Currents in the Chlorine
The hotel pool was empty at 2 AM, which was exactly why Maya chose it. She sat on the edge, legs submerged in water that felt too warm, too artificial. The affair had ended four hours ago in Room 312, but Richard's words still echoed: *My wife can never know.*
Maya wasn't swimming anymore—hadn't really been swimming for months, not since she started drowning in someone else's marriage. She'd learned to tread water in silence, to hold her breath until her lungs burned.
Lightning split the sky beyond the glass atrium, illuminating the blue water in jagged flashes. She counted the seconds until thunder rattled the windows: one, two, three. The storm outside finally matched the one inside her chest.
Her phone buzzed on the pool chair. Richard. Again.
She thought of Buster, her sister's cat, who had scratched her last weekend. The animal had sensed something rotting beneath her skin—disloyalty dressed up as love. Cats knew. Cats always knew.
Maya remembered how it started: at the company baseball game, when Richard—her boss—stood too close behind her while waiting for batting practice. His hand brushed her waist. She should have moved away. She didn't. The crack of the bat, the smell of beer and cut grass, the way he'd looked at her like she was the only thing worth catching.
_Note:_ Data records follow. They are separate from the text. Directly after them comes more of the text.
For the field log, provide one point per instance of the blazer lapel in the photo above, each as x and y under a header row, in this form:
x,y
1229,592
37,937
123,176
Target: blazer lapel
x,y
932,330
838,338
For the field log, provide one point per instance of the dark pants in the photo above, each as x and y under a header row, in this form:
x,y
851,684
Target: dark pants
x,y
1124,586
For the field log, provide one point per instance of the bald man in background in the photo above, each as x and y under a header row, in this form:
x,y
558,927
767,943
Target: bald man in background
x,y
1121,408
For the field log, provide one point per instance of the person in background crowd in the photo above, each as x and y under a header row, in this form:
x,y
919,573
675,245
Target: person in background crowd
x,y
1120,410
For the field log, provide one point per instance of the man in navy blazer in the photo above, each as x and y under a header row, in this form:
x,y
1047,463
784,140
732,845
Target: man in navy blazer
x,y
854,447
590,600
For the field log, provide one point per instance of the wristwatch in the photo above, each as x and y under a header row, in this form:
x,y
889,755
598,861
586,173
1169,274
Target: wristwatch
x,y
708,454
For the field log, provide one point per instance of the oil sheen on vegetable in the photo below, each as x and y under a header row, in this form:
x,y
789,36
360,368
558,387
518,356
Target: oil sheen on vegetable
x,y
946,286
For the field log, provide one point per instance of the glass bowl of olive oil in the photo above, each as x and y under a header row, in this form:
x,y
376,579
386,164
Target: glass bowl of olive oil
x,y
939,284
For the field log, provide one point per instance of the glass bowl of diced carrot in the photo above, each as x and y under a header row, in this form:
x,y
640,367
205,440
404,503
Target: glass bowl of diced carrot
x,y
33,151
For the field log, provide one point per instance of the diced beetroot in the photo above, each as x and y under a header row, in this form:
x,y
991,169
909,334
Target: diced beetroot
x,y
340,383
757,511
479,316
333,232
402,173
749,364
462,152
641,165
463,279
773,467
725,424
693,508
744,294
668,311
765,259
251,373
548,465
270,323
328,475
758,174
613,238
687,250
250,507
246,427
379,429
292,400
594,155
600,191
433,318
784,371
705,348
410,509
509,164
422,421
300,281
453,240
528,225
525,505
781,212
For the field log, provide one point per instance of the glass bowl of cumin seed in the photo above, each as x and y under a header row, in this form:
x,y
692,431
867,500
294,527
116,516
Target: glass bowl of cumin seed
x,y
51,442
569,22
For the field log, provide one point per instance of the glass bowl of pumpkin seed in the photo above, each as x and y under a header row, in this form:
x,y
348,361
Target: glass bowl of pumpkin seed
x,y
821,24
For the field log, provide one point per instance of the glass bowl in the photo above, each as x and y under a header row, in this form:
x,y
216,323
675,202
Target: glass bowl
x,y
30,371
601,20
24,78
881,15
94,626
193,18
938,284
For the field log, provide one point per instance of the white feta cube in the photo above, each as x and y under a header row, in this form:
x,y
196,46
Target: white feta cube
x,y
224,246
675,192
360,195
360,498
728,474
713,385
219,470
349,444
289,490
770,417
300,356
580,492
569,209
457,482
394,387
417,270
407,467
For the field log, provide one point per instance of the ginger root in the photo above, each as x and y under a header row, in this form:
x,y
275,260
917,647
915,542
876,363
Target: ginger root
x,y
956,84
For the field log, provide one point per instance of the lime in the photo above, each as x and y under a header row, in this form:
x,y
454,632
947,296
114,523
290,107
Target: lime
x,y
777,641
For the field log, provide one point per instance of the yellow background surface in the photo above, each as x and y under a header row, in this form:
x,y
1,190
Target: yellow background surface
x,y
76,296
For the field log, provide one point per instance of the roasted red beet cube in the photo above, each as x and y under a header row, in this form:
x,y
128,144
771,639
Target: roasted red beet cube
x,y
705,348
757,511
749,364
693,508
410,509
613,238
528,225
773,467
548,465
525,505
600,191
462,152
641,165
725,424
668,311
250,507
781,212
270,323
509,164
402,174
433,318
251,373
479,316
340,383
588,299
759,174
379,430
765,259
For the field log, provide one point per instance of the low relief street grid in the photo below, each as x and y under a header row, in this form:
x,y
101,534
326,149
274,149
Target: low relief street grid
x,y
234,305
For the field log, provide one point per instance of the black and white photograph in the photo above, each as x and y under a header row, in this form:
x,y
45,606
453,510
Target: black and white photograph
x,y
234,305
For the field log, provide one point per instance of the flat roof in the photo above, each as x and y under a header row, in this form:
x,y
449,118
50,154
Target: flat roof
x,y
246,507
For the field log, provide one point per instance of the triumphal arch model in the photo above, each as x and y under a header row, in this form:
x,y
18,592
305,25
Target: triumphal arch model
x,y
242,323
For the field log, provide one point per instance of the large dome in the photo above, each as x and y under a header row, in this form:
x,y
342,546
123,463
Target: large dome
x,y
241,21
Now she understood: she wasn't the protagonist. She was the benchwarmer in someone else's game.
Another flash of lightning. The pool's surface turned silver-white, like a mirror showing her exactly who she'd become.
Maya stood up, water dripping from her legs onto the concrete. She left her phone on the chair, Richard's fifth unanswered call lighting up the screen. She walked out of the pool area, out of the hotel, into the rain-slicked parking lot where her car waited.
The storm had broken. The air felt electric, charged with possibility.
She would drive home. She would feed Buster. She would stop treading water and finally learn to breathe again.